I  WAS born in Casablanca when Morocco was still a French protectorate. The humid climate was not good for my asthma, so when I was 7 my parents sent me to a home for children in a French mountain village where the air was healthier. My parents visited when they could and I went home during holidays, but the separation was traumatic for all of us. I lived there for three years and it cured my asthma.

Those years gave me a certain toughness about life that I probably would not otherwise have had. When you’re 7 and don’t have Mom and Dad to run to every minute, you learn to manage your own life. I have some difficult memories of this time, but I learned a lot.

My father owned factories that canned sardines. Watching him conduct business every day influenced me. When I was 6, every time we visited my grandmother, who lived near a lollipop factory, the owner would give me a lollipop. One day I asked if I could buy some, and he said no, that he only sold wholesale. Finally, he sold me a bag of 100, at a penny each. I resold them to children at my school and in our apartment building for 5 cents. I had grasped the concept of profit.

At 18, I enrolled in business school in France and majored in marketing. After graduating in 1978, I moved to New York to study for an M.B.A. in finance and international trade at New York University. I walked out of my first finance class, called my parents and asked them to send me a plane ticket home because I had only understood one out of four words. My parents calmed me down and within three months I became comfortable enough with English to succeed in school.
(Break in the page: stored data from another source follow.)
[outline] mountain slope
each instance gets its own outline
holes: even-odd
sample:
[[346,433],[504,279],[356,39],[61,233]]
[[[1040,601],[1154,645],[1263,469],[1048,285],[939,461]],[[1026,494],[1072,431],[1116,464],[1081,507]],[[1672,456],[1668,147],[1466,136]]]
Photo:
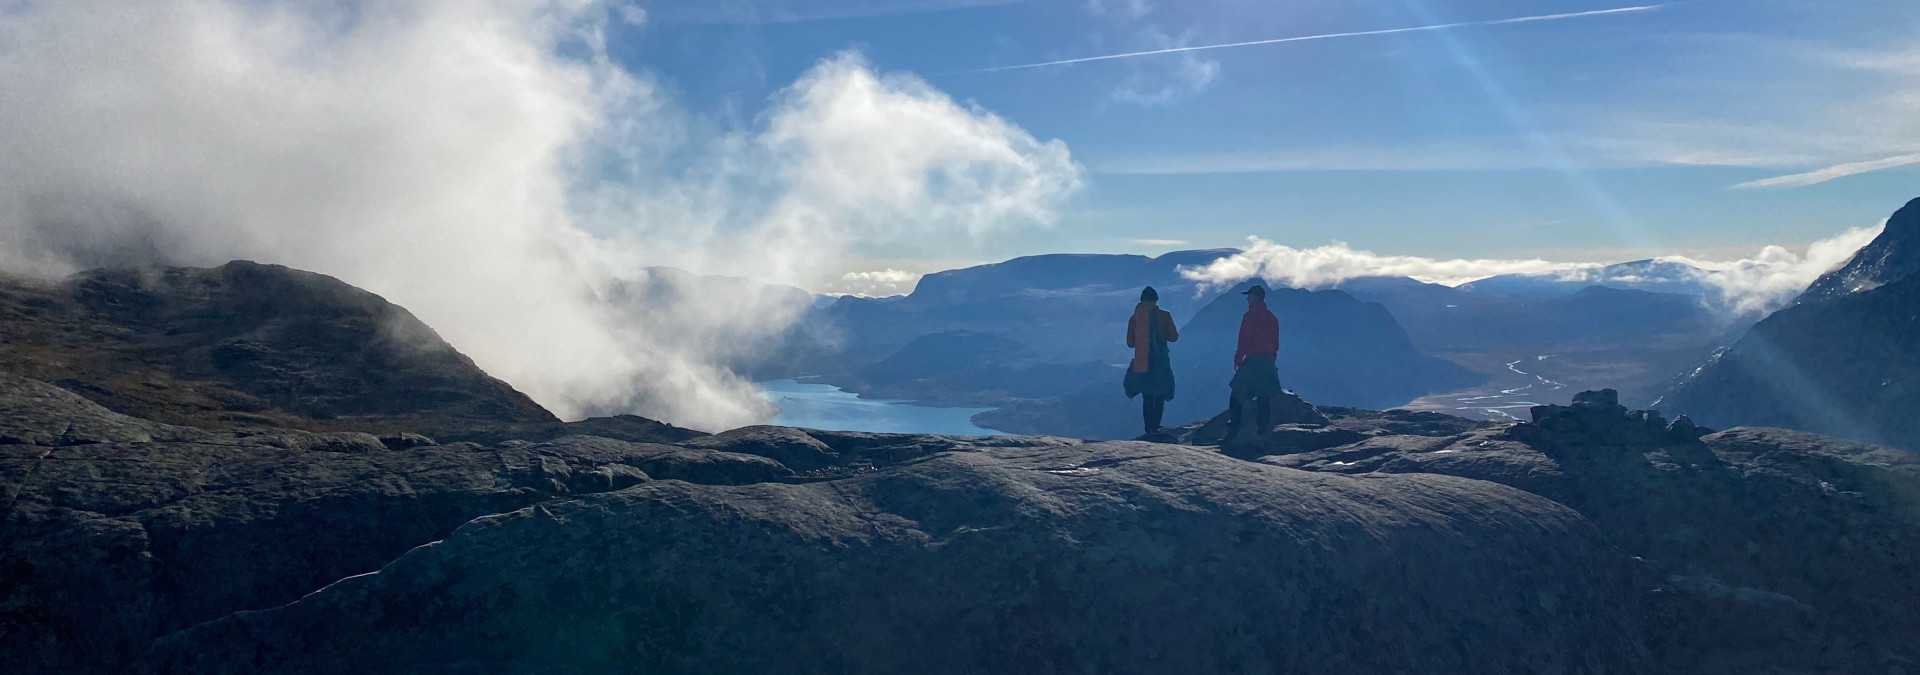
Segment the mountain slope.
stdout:
[[440,440],[700,435],[632,415],[563,424],[406,309],[325,275],[234,261],[0,277],[0,371],[203,428]]
[[1776,312],[1659,407],[1920,452],[1920,276]]
[[1920,451],[1920,199],[1658,405],[1709,426],[1786,427]]
[[557,424],[433,329],[332,277],[236,261],[0,284],[0,369],[178,424]]

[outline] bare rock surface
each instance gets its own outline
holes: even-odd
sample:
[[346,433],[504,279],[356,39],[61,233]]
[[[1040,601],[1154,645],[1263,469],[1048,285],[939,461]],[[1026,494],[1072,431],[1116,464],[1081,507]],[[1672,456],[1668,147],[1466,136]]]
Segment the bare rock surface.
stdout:
[[0,374],[0,653],[105,672],[154,637],[379,569],[478,516],[764,457],[568,437],[394,449],[358,432],[176,427]]
[[143,672],[1642,672],[1626,560],[1484,481],[1148,443],[478,519]]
As I left France for the United States, my best friend from Casablanca suggested that I look up his cousin, Alain Bankier, who was living in New York and was enrolled in the same M.B.A. program I was. Alain has been my friend, co-investor and co-C.E.O. in numerous ventures ever since.
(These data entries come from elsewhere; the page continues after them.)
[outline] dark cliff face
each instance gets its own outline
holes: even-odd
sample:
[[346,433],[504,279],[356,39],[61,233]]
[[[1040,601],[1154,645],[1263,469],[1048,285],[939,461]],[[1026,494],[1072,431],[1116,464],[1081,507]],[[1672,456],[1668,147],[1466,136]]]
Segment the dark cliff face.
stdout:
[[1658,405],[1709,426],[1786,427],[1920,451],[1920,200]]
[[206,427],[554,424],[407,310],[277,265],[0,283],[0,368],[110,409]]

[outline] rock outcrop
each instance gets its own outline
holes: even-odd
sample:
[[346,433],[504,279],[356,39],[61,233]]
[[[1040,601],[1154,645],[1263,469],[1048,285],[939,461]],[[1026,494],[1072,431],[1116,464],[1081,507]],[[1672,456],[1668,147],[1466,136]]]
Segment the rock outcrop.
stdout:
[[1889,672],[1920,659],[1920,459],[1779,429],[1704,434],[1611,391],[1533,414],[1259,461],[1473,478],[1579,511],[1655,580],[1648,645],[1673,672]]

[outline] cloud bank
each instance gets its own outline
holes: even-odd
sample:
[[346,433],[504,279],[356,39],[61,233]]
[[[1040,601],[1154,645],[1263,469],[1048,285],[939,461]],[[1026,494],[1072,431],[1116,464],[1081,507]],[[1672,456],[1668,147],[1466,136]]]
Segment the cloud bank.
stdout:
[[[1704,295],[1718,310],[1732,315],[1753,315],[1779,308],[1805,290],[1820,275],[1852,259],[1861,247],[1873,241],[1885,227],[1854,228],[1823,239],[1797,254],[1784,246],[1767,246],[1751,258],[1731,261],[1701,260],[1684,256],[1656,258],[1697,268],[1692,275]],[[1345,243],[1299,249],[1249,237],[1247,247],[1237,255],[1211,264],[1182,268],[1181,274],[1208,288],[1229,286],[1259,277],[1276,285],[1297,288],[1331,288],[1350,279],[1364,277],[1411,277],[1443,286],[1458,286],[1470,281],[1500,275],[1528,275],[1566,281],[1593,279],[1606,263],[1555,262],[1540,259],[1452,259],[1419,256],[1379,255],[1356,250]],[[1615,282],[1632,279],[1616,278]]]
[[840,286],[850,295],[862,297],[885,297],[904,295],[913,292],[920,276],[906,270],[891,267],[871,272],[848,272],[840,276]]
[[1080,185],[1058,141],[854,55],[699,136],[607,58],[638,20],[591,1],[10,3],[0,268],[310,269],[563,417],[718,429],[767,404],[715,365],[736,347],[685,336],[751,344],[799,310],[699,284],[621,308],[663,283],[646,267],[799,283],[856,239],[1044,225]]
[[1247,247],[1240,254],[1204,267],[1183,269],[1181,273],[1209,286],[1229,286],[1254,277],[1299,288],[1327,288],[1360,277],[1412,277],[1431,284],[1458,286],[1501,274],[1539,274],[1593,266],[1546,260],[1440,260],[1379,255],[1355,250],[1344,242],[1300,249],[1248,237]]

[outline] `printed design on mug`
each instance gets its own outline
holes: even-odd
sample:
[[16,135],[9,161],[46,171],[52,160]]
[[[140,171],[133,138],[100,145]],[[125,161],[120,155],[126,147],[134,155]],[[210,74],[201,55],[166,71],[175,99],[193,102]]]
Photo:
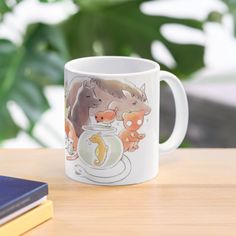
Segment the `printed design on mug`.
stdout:
[[124,130],[119,134],[123,142],[125,152],[134,152],[139,148],[139,141],[145,137],[145,134],[139,134],[138,129],[143,124],[144,111],[133,111],[123,114]]
[[66,158],[75,174],[100,184],[128,177],[129,153],[141,148],[139,129],[151,112],[145,84],[77,76],[65,95]]
[[99,133],[93,134],[89,138],[89,141],[97,144],[97,147],[95,149],[97,159],[94,161],[94,165],[101,166],[107,157],[108,146]]

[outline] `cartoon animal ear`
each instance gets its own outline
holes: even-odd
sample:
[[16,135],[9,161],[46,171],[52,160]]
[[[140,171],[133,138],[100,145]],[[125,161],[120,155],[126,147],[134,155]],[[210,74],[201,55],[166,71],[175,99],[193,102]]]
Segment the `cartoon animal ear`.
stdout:
[[143,102],[146,102],[147,101],[147,95],[146,95],[146,85],[143,84],[141,87],[140,87],[140,91],[141,91],[141,98],[142,98],[142,101]]
[[83,86],[84,88],[85,88],[85,87],[89,88],[89,86],[88,86],[88,81],[87,81],[87,80],[84,80],[83,83],[82,83],[82,86]]
[[144,116],[145,111],[144,111],[144,110],[141,110],[141,111],[140,111],[140,114],[141,114],[142,116]]
[[91,78],[90,81],[91,81],[91,83],[96,83],[96,79],[95,78]]
[[112,101],[112,102],[108,105],[108,109],[115,110],[116,108],[118,109],[118,102],[117,102],[117,101]]
[[126,98],[131,98],[132,97],[132,95],[131,95],[131,93],[129,91],[122,90],[122,92],[123,92],[123,94],[125,95]]
[[123,120],[125,120],[125,118],[126,118],[127,115],[128,115],[127,112],[124,112],[124,113],[122,114],[122,118],[123,118]]
[[84,88],[93,89],[95,87],[95,84],[94,82],[91,82],[90,80],[84,80],[82,86]]
[[140,90],[145,93],[146,85],[145,83],[141,85]]
[[95,79],[91,79],[90,80],[90,88],[95,88],[96,86],[96,80]]

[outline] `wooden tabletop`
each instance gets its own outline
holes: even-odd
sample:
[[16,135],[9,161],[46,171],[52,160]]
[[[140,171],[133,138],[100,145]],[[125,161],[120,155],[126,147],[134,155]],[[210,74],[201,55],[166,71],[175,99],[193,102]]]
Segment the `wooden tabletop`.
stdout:
[[159,176],[123,187],[80,184],[63,150],[0,150],[0,174],[49,184],[52,220],[28,236],[236,235],[236,149],[180,149]]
After finishing my M.B.A. in 1980, I got an internship that turned into a job with a group of eight French cheese producers who had an American subsidiary in New York. The company was not doing well and everyone was expecting it to fall apart. I changed its strategy of distribution, and it became a success.

In 1984, I joined the Lactalis American Group, a unit of the big European dairy group, as president and C.E.O. We grew quickly during the 18 years I was there. In 2002, I left because I was itching to start a business with Alain. I had that entrepreneurial spirit in my gut for a long time, and I should have acted on it earlier.

We created the Saveur Food Group in 2003 and started buying companies, including Tyson Foods’ hors d’oeuvres division and DFG Foods, which we rebuilt as Cuisine Innovations. That company is now the parent of brands that include Kaptain’s Ketch and Ratner’s, which make premium prepared foods.

Three and a half years ago, we merged withManischewitz, which is a 123-year-old company. We sell specialty kosher foods, but we have other lines, too, such as Guiltless Gourmet and Season, the big importer of sardines from Morocco. (We have granted the license for Manischewitz wines to Constellation Wines U.S.)

We made some big changes when we took over to turn the company around, like reducing the staff by half. It’s probably the toughest thing you do as C.E.O.

I co-founded and serve as co-president of The French Will Never Forget, a grass-roots initiative that promotes a Franco-American friendship. In September, we erected 75-foot-high models of the Twin Towers near the Eiffel Tower in Paris, in memory of the victims of 9/11.